Diskusi berjalan dengan sangat baik dan banyak
peserta yang antusias untuk menyampaikan pertantaan kepada narasumber yang
hadir. Di akhir diskusi, masing-masing narasumber pun menyampaikan closing
statemennya.
Jody berpesan kepada para anak muda untuk menjadi
pemilih yang kritis dan objektif, bukan pemilih yang ditentukan pilihannya oleh
orang tua. Jadilah pemilih yang berdasar gagasan, berdasar rasionalisasi yang
jelas, dan bukan atas argumentasi yang dibangun dengan pengaruh media sosial
yang kurang baik. Jangan sampai kita menjadi penyebar hoax dan menyebarkan
berita yang tidak baik, apalagi menjadi buzzer bayaran.

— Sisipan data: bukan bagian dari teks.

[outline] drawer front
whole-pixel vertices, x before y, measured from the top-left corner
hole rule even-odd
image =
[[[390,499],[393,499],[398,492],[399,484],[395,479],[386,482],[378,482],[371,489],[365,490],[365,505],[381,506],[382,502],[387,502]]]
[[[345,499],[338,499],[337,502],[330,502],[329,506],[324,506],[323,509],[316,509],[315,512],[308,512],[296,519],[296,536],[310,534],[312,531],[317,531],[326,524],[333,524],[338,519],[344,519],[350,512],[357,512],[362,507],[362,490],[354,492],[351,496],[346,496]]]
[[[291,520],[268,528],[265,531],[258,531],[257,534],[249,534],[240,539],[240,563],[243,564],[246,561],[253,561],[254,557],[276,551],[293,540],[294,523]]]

Shalita pun berpesan, “Jadilah agent perubahan
yang bijak dan bertanggungjawab. Setiap kita punya tanggung jawab yang sama,
mau tua mau muda untuk menentukan masa depan bangs akita ini. Jangan pernah mau
terkotak-kotak dengan pemikiran-pemikiran atau mainstream tertentu. Tapi
jadilah agen perubahan yang bijak dan bertanggungjawab,” pungkas Shalita.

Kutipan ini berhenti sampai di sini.